# L2250 PTO clutch engagement problem



## CallMeChaz (Oct 4, 2019)

PTO on my recently acquired tractor will not engage with engine running, clutch depressed, gears in neutral, without MAJOR grinding. For now I engage it with engine off, and start the tractor. Works fine with my bush hog, except it will not disengage with the clutch. However I can easily disengage the lever with the tractor running.

I adjusted the main clutch to 1" freeplay--only had about 1/2". No big deal. Operators manual says a dual clutch model can be adjusted through the right side cover of the flywheel housing. First off, I'm not even sure if I HAVE a dual clutch. Lots of conflicting info on that subject for this tractor when I do research.

I don't see the clutch adjustment cover they are talking about (they don't show the dang thing in the manual). There is a football-shaped breather cover in that area, but I didn't pull it off.
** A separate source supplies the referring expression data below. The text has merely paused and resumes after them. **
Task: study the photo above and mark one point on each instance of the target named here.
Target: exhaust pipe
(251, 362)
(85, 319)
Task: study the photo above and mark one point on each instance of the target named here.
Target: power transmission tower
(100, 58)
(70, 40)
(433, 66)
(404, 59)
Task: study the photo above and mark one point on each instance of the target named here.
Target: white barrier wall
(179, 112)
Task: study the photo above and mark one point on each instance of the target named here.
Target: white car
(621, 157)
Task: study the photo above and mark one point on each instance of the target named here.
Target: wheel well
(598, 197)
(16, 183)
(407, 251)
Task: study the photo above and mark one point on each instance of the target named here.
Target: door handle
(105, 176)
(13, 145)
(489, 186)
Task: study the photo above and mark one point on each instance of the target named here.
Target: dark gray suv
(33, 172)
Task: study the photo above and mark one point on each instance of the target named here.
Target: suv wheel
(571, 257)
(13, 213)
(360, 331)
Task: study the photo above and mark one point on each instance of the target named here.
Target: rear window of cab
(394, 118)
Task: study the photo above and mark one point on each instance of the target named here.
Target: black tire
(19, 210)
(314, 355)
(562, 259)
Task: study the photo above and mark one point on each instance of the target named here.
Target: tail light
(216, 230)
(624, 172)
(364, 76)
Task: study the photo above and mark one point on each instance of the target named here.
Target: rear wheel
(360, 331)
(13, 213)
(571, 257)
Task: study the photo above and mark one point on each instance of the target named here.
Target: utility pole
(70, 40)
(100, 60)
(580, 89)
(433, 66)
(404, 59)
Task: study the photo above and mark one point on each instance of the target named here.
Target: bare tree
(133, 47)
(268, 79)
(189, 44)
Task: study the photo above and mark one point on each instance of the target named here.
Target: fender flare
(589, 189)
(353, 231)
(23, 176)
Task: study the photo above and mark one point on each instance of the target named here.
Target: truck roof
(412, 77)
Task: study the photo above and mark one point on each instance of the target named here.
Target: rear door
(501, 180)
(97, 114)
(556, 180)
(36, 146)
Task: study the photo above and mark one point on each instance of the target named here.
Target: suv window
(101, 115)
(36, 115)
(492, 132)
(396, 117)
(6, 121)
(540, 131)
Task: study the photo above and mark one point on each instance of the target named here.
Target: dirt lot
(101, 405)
I'm wondering if the loader mounting hardware is obscuring it--or do I just not have a dual clutch??

1. Does anyone know how I can be sure of the type clutch I actually have?

2. Does anyone know exactly where the adjustment port is for a dual clutch on this tractor and what it looks like?

3. Any advice on how to get the PTO working properly? (I'm not even sure what properly is--I'm used to a PTO that engages as you let the clutch out, before the main clutch engages the flywheel).

Thanks in advance!


----------